Y póngale usted que sí, que por costumbre, desconocimiento, falta de atención, durante largos años hicimos cosas que no son correctas pero fue por lo que antes dije, simple desconocimiento y un desconocimiento que era de todos, o sea que los hoy reclamadores tampoco sabían lo que pasaba.

Romper inercias es difícil, más no imposible, y a fuerza de crear conciencia se puede lograr. El problema empieza cuando te quieren meter la conciencia a través de una ley o mediante multas o castigos.

Para quienes tenemos la adicción al tabaco, llevan años diciéndonos que somos unos cuantos apestados y viciosos que les contaminamos “su aire”, como si no fuese también de nosotros; nos miran feo e intentan segregarnos. Tan errados están en su visión y estrategia que esa minoría sigue conservando espacios y opciones para continuar cantando el tango de “Fumando espero…”.

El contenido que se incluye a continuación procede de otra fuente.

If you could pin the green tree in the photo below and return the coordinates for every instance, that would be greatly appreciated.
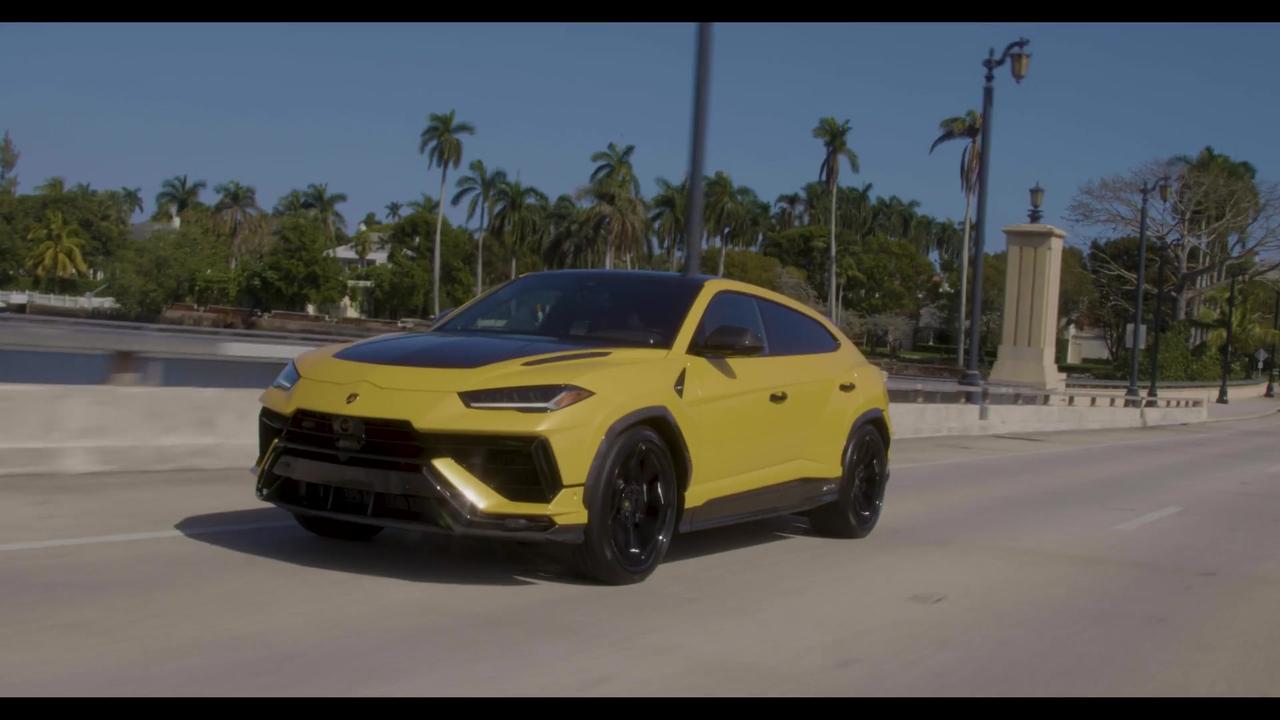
(479, 187)
(517, 217)
(442, 144)
(835, 141)
(319, 200)
(8, 162)
(237, 213)
(178, 195)
(58, 250)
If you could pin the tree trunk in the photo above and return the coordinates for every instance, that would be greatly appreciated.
(964, 282)
(480, 251)
(831, 281)
(435, 261)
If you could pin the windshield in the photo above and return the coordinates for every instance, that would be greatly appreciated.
(590, 308)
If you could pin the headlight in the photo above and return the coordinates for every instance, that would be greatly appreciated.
(287, 377)
(536, 399)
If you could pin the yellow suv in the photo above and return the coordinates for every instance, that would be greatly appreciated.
(599, 408)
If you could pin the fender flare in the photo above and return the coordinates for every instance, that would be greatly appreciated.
(654, 411)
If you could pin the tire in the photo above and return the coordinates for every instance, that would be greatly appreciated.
(631, 510)
(860, 496)
(338, 529)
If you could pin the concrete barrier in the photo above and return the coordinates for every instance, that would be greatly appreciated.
(68, 429)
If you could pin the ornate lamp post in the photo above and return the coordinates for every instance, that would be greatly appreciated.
(1019, 62)
(1133, 395)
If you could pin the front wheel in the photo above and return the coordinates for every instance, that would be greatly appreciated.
(856, 509)
(631, 511)
(334, 528)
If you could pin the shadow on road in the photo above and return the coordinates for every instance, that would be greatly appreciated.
(430, 557)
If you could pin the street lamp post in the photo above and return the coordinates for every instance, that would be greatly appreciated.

Campeonas del “copy-paste”, nuestras diputadas puede que no tengan una sola idea personal o que dediquen algún esfuerzo a resolver un problema local, pero eso sí, están atentas a fusilarse cualquier propuesta o iniciativa, de cualquier lugar del mundo, para venir aquí a presentarla como propia.

Así, Karina Barrón, hoy se avienta la puntada de proponer multas de hasta 25 mil pesos a quien tire colillas de cigarro en la calle, una idea que ha surgido ya en otras latitudes de nuestro país.

¿Por qué no les dará la cabeza para pensar que, al revés de amenazar con multas, lo ideal sería dedicar unos cuantos pesos y mandar fabricar ceniceros portátiles para obsequiarlos a los fumadores con un mensaje de “tíralo aquí y después en un basurero en lugar de en la calle”?, y con ello se resolvería mucho más que sus tontas amenazas?

El punto es que, si los echa-humo somos tal minoría, los fiscales de la moral y las buenas costumbres no deberían de preocuparse tanto, ya que al ser así no hacemos tanto daño. ¿O nos han estado echando mentiras y somos una mayoría?